Residents' Rotten Luck Blamed On Seaweed -- Beach Odor Irritates Those In Fauntleroy

Lest there be any doubt that the Puget Sound region just had a phenomenally warm and sunny summer, ask the folks in Fauntleroy.

"It was a dandy this year," said a none-too-happy Gary Dawson, president of the Fauntleroy Community Association in West Seattle.

Exhibit A: the knock-you-off-your-feet, wake-you-in-the-night smell that wafted in off the sun-baked, rotting seaweed in Fauntleroy Cove the past two months.

The "Fauntleroy stench," as it is known, has come and gone for more than a decade. But this summer, it hit the neighborhood with enough force for the Seattle-King County Department of Public Health to monitor Fauntleroy Cove's air as a possible health hazard.

"It will make you sick," said Judy Pickens, the community association's newsletter editor and "stench specialist."

The Fauntleroy residents are not alone, either.
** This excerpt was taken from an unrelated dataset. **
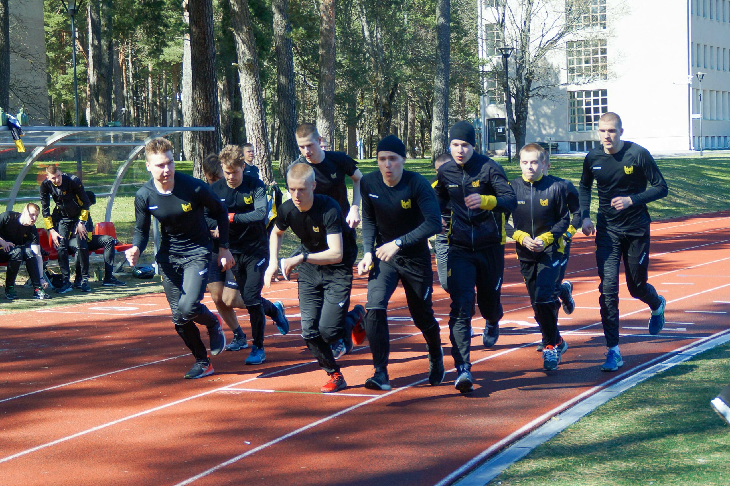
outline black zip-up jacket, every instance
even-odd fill
[[[563,234],[570,225],[570,212],[562,183],[550,176],[534,182],[521,176],[512,181],[517,196],[517,209],[512,212],[512,225],[507,223],[507,234],[517,242],[517,256],[523,261],[537,261],[541,256],[522,246],[526,236],[542,239],[543,251],[563,252]],[[508,218],[509,219],[509,218]]]
[[[451,201],[449,244],[472,251],[504,244],[506,215],[515,210],[517,198],[499,163],[474,153],[463,166],[450,161],[439,168],[434,188],[442,211]],[[482,204],[469,209],[464,202],[469,194],[482,196]]]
The problem has been reported in a cove near Des Moines, by the Vashon Island ferry dock and on a mud flat near Blaine, said David Anderson, an environmental consultant who has studied the Fauntleroy problem.

"What we think is happening is going on in lots of coves throughout Puget Sound," he said.

At work is a seaweed known as ulva, or sea lettuce, which flourishes in nutrient-rich coves and piles up on shore, where it is fermented by mud-flat bacteria. As the bacteria do their work, they produce hydrogen sulfide, a colorless gas with a distinctive rotten-egg odor that is particularly offensive during low tide.

"It would be sort of the same problem if a dead seal washed up on the beach," said Robert Waaland, a University of Washington botany professor specializing in seaweed biology. "Different smell, but with the same anaerobic bacterial process going on."

"It's the same awful gas that the settling tanks for corporate hog farms produce," said Pickens.

In small amounts, the gas can burn the eyes, nose and throat, according to the federal Centers for Disease Control and Prevention. In moderate amounts, it can bring on headaches, dizziness, nausea, vomiting and respiratory problems.

Headaches and nausea

Dawson and Pickens have been logging complaints all summer, and Pickens has suffered headaches and nausea. They have had no reports of the smell causing a medical emergency.

But at the request of King County Councilman Greg Nickels, the Public Health Department contracted with Anderson's Envirotest Research, a Seattle environmental-testing company, to spend last month monitoring air in a home near the beach. The department can then work on establishing a baseline to gauge when it might pose a health risk, said Carl Osaki, chief of the department's Environmental Health Division.

"One of the problems has been getting any kind of recognized residential standards for hydrogen sulfide," Osaki said.

Guidelines of the Occupational Health and Safety Administration (OSHA) limit workplace exposures to 10 parts per million. Anderson said the gas can be diluted to about 1 or 2 parts per million in homes and throughout a community but reach concentrations as high as 50 parts per million near seaweed.

"When you know what the OSHA regulations are and that the levels are higher on the beach, it's pretty scary," Osaki said.

Moreover, the gas can anesthesize one's sense of smell at about 25 parts per million, leaving one unaware that concentrations are reaching dangerous levels, Anderson said.

The recent tests, which did not take samples along the beach, did not show concentrations outside the OSHA limits, Anderson said. He declined to be more specific without first submitting his report, which he plans to do tomorrow.

Problem last seen in 1990

When the problem last emerged in 1990, state officials attacked it by corralling the seaweed in nets and hauling it out into the sound, where it was dumped.

They did this for three years at a cost of about $10,000 a year, then stopped.

The problem abated until this summer, when average temperatures were three to four degrees above normal and the Puget Sound area saw more sunshine than usual. For the record, University of Washington meteorologist Clifford Mass reports that the warmth and sun had nothing to do with either El Nino or La Nina.

But the smell did get so bad that it reached nearly to Alki Beach, several miles north of Fauntleroy.

Making matters worse is that the problem cannot be solved by opening a window.

"It fills up the house," said Dawson.

"And it's a heavy gas," added Pickens, "so it stays unless you blow it out. This is the first year we bought a fan."